Türkiye Cumhuriyeti, Müslüman halkın çıkarlarını korumak için Libyada
Türkiye Cumhuriyeti Devletinin Libyada olması için birçok nedenin olduğunu vurgulayan Eğilmez, Birleşmiş Milletlerin meşru olarak kabul etmiş olduğu bir Ulusal Mutabakat Hükümeti var. Küresel güçlerin paralı askerlerle oradaki insanları katledip ki son zamanlar da gördük çıkan toplu mezarları. Onları lehine çalışacak bir sitemi engellemek için orada. Osmanlı gibi mazlum insanların, Müslüman halkın çıkarlarını korumak için orada. Çok ciddi bir Türk nüfusu da bulunuyor o bölgede. 1947de Libyanın bağımsızlığında da Türkler çok önemli rol oynamıştır. Kuloğulları bir parti kuruyorlar 1947 yılında ve Trablusgarpın Türkiye Cumhuriyetine katılmasını teklif ediyorlar. 1951 yılında Libya bağımsızlığını kazanınca başa gelen Kral İdris, Başbakanı ve çok önemli adamlarını Türkler arasından seçiyor. Bugün Libya Vakıflar ve Diyanet İşleri Bakanının 2014 yılında yaptığı açıklamada Libya toplam nüfusunun yüzde 15'ini Türklerin oluşturduğunu söylüyor. 2019 yılındaki araştırmalarda Libya nüfusunun yüzde 25inin Türk olduğu bu sayınında yaklaşık 1.5 milyona dayandığını görüyoruz. Günümüze baktığımız zamanda Ulusal Mutabakat Hükümeti Başkanlar Konseyi başındaki Fayiz es-Serracın Manisa asıllı bir aileden geldiğini görüyoruz. Baba Serracın 1954 yılında Manisadaki ailesini ziyaret ettiğini görüyoruz. İçişleri Bakanı da Türk asıllı diye konuştu.
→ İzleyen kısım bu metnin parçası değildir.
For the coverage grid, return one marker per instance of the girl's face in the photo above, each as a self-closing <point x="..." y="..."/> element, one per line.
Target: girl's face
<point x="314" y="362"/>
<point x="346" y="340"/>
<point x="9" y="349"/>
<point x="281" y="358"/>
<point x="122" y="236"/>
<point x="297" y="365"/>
Türk soydaşların olduğu yerde Türkiye olmalı
Hem stratejik açıdan, hem bölge insanının bölgedeki Müslümanların muhafaza edilmesi açısından, bölgedeki mazlumların korunması açısından Türkiye Cumhuriyeti Devletinin orada bulunması çok önemli olduğunu ifade eden Eğilmez, Bununla birlikte bölgenin yüzde 25inin Türk olduğu bir yerde de Rusya, Fransa, İtalya, Orta Doğunun bir kanser tümörü olarak nitelendirdiğimiz Birleşik Arap Emirlikleri olmamalı. Türkiye olmalı, tarih geçmişi anlatıyor ama tarihin çok önemli bir faktörü de ileriye ayna tutmasıdır. Bizde bu aynaya bakınca bölgede çok sevildiğimizi, bölgede soydaşlarımızın olduğunu ve bu başarılı siyasetin devam etmesi gerektiğini önemle vurguluyoruz açıklamalarında bulundu.